Bredgar CC vs Stone CC, 15 June 2019

This week’s opponents were Bredgar, a team that we’ve had some good contests with in recent years but only ever played at our place (at least, in my time with Stone). This detail will become more important as this report unfolds. Bredgar is a very pleasant village in Kent, not far from Borden, the fixture we lost to the weather the previous week. Conditions were, fortunately, much better this time, morale was high in the team, and it was shaping up to be a good day to play cricket – what could possibly go wrong… Maintaining a very welcome trend this season, we are fielding yet another debutant for Stone CC, Andy Pyman, courtesy of Vice’s social and professional circle.

The first thing that strikes all of us as we gradually drive at Bredgar’s recreation ground is that it is what would charitably be called a ‘compact’ ground, particularly the square boundaries. The second thing is that the neighbouring houses present something of a tempting target, as the photo below demonstrates: 

‘Has anyone ever hit those windows?’ asks one of our more ambitious (and, as it transpires, optimistic) young batsmen. The answer is negative, which serves only to present a challenge that some will find difficult to resist. The toss is negotiated and, since we generally prefer to bowl first, Bredgar agree to bat first. We soon discover why this is such an easy decision for them to make and the meaning of the phrase ‘home advantage’. Simply put, they muller us around the place from roughly the sixth over onwards. Much of our bowling couldn’t have been more mullered unless the punishment was being dished out by one of Germany’s greatest ever players, batting with a fruit corner yoghurt in one hand! The opening stand is worth 183, only ended when Cameron gets one to beat a forward prod and bowls their captain (for 57). At the other end, his partner keeps going and eventually takes pity, retiring not out on 131. The only other wicket we get is a run out (again, charitable on their part), and Bredgar finish on 285 in the available time. 

Now, it must be said that their batting prowess and the short-ish boundaries were not the only factors contributing to this mammoth total. We could not catch a damn thing all day. Although drops are not recorded in the scorebook, the consensus seems to be that a total of 11 were put down by various members of the team (those who didn’t drop anything, more by luck than anything else, are in a distinct minority). Walkie is particularly unlucky with his bowling, being both the most economical (none for 25 in seven overs, with one maiden) and also having at least two dropped. 

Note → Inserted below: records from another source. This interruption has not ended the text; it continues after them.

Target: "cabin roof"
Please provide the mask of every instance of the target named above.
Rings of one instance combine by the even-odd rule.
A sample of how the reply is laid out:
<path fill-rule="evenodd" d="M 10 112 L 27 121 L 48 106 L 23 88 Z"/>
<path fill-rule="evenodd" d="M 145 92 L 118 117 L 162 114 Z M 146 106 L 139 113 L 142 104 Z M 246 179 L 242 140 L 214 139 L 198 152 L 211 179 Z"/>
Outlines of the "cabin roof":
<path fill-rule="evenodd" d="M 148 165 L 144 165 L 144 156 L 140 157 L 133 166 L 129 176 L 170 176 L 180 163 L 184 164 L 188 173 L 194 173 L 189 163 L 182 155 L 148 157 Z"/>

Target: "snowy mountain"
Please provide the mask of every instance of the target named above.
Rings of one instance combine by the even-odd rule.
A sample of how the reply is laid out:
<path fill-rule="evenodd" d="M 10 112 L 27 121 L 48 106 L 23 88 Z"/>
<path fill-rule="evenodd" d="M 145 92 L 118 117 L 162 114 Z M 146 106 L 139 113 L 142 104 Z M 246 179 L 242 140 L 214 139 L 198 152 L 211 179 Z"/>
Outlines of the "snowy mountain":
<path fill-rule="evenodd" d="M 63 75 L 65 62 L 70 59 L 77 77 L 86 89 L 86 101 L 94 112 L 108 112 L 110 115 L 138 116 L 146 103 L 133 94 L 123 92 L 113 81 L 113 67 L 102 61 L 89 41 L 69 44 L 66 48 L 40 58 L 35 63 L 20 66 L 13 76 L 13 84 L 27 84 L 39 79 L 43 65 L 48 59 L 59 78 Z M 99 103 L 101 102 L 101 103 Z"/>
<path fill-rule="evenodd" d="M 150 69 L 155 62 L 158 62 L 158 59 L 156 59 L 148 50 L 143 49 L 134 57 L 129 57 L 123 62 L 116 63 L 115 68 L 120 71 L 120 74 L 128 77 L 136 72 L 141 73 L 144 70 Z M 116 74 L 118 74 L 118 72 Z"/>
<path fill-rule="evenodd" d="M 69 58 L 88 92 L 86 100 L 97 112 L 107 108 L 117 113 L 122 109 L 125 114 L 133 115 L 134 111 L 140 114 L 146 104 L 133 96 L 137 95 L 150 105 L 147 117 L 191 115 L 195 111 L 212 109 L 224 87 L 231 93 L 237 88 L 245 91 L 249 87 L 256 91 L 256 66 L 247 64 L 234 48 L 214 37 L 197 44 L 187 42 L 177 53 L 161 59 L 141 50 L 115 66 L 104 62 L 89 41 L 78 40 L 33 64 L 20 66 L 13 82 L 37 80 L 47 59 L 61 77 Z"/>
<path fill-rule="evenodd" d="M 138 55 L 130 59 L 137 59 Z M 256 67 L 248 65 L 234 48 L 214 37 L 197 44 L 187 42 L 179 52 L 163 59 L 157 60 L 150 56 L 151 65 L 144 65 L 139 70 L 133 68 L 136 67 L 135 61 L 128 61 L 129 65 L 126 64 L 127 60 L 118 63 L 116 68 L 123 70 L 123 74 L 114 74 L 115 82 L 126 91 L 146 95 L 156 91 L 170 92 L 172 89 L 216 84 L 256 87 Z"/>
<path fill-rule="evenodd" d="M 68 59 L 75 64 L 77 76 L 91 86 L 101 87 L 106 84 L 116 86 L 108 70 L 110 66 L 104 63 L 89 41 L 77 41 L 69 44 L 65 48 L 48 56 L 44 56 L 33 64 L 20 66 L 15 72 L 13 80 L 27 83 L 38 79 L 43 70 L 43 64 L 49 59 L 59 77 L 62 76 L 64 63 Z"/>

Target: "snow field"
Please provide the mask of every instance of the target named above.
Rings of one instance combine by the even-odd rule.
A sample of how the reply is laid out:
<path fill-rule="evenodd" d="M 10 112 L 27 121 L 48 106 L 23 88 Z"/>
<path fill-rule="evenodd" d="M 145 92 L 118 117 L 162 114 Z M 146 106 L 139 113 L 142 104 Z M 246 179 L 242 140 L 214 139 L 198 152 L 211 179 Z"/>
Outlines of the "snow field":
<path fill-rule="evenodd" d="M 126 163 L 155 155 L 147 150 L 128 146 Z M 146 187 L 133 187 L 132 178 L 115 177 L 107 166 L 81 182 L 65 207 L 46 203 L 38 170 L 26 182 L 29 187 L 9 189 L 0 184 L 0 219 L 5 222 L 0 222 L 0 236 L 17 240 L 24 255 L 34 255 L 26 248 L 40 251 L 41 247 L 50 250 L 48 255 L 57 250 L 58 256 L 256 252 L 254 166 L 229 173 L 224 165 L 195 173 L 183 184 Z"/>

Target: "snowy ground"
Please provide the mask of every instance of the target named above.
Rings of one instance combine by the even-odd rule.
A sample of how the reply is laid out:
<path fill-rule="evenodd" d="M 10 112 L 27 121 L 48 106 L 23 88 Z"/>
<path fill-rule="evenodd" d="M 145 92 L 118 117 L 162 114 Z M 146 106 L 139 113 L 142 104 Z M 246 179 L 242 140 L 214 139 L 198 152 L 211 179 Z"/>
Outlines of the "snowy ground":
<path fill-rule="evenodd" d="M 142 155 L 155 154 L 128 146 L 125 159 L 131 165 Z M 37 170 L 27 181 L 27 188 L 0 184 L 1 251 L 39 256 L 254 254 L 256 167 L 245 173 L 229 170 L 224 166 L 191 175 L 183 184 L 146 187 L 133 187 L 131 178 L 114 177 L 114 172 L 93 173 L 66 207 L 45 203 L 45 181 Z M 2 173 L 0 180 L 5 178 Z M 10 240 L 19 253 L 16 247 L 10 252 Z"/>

Bredgar can’t quite believe our performance, as they make abundantly clear during the tea break. The tea itself is perfectly fine but certainly enhanced by my decision to go to the village shop and buy a load of beer. 

Our run chase begins with Vice and Saddam opening the batting – Skipper is batting down the order as he is keeping wicket in Stumpy’s absence. Runs come quite quickly, unsurprisingly, but (as is often the way with Stone) so do wickets. Vice falls for 8 off six balls, Walkie goes for a two-ball duck, and I depart after dead batting 13 deliveries for no runs. Stone are then 24 for 3. Sensing the need for stability and leadership, Skip wins Saddam at the wicket and they put on a decent stand of 89, before Ross pops one up in the air and is caught for 27. Blaine is going well at this stage, even if the rest of the innings isn’t, and reaches his half century off 38 balls. Since the run chase is effectively over inside the first five overs, two goals become paramount: firstly, hold out for the draw; secondly, support the big man in getting as high a score as possible.

Camo is next in at 6, provides good support, and plays some nice shots, but departs for 7 with the score on 148 for 5. Sash comes in and drops anchor, which allows Blainy to get his richly-deserved century (his first for the club? and certainly the first for Stone CC in quite a few years, as Dartsy will subsequently remind everyone). However, joy is short-lived as he then departs next ball. Jez gets a streaky 2 and is then clean bowled, Gavin gets a golden duck, and Andy gets a 3-ball duck in the space of the next three overs, with Sash resembling the boy who stood on the burning deck. However, appropriately with the tension reaching ‘boiling point’, Edd takes matters in hand to resist for the remaining 11 balls and Sash scores a consolation run off the last ball to end 2 not out. Match drawn and Bredgar are not heartbroken in the circumstances, having dominated throughout and scored a shedload of runs, but may push us to play overs next time. 

There’s no local for Bredgar so we head back to the Malt Shovel for post-match analysis (i.e. me filling in the scorebook), congratulations (to Blainy only), and recriminations (for anyone who dropped a catch). Unsurprisingly Saddam gets the much-coveted Big Pat for his century, while Walkie is the SBotD for a fashion crime – wearing white socks and what I believe young people call ‘sliders’. He protests, naturally, but in spite of this photo, he doesn’t have a leg to stand on.